Emerging market securities can boost a retirement portfolio: BNY Mellon

Adding real assets, emerging market equities and debt, and liquid alternatives to defined contribution plan investment line-ups could improve risk-adjusted returns, reduce volatility and protect against inflation, according to a recent white paper from BNY Mellon.  

The paper is entitled, Retirement Reset: Using Non-Traditional Investment Solutions in DC Plans. It claims that defined benefit (DB) plans tend to outperform DC plans primarily because DB plans include non-traditional assets and DC plans don’t.    

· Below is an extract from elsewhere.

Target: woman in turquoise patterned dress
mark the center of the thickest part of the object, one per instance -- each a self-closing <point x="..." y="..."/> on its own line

The report notes non-traditional approaches could enhance the success of investors in the current environment, which it expects to be characterized by lower long-term expected returns, higher volatility and heightened inflation risk. 

“If DC plans were constructed more similarly to DB plans, approximately 20% of the DC plan assets would be allocated to non-traditional strategies such as real assets, total emerging markets (which combine equities and fixed income) and liquid alternatives,” BNY Mellon said in a release.

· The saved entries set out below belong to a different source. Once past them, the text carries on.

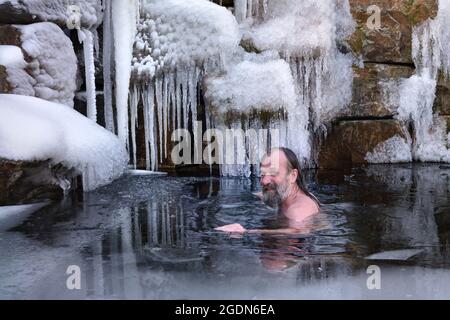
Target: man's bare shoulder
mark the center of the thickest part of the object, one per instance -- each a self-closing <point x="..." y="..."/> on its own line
<point x="303" y="208"/>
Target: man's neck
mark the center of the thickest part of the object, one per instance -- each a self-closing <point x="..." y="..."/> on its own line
<point x="292" y="197"/>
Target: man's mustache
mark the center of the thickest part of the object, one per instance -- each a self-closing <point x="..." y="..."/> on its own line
<point x="269" y="187"/>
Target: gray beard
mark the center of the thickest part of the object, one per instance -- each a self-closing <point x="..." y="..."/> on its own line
<point x="274" y="199"/>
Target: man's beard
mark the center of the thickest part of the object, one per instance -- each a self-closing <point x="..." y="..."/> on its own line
<point x="274" y="195"/>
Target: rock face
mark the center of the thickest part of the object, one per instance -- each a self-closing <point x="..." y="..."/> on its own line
<point x="350" y="141"/>
<point x="24" y="182"/>
<point x="391" y="43"/>
<point x="387" y="56"/>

“Equities comprise a higher percentage of the DC portfolios than they do of DB portfolios,” said Capone.   “We believe that applying the best DB practices to DC plans would reduce equity risk and home country bias as well as thoughtfully incorporating alternative investments to increase diversification, return potential and downside risk management.”

The real asset portion of the DC portfolio proposed by BNY Mellon is designed to hedge against inflation and would include Treasury Inflation-Protected Securities (TIPS), real estate investment trusts (REITS), commodities and natural resource equities. 

“Combining emerging markets equity and fixed income would provide a more blended and balanced approach than allocating only to emerging markets equities… The more balanced approach has the potential to reduce portfolio volatility and diversify country and currency risks,” according to the report.

BNY Mellon sees liquid alternatives as a way for DC participants to diversify with assets that have a low correlation with the equities market.  “There is a wide range of liquid alternative strategies. We are using three hedge fund indices as proxies for this asset class,” the release said.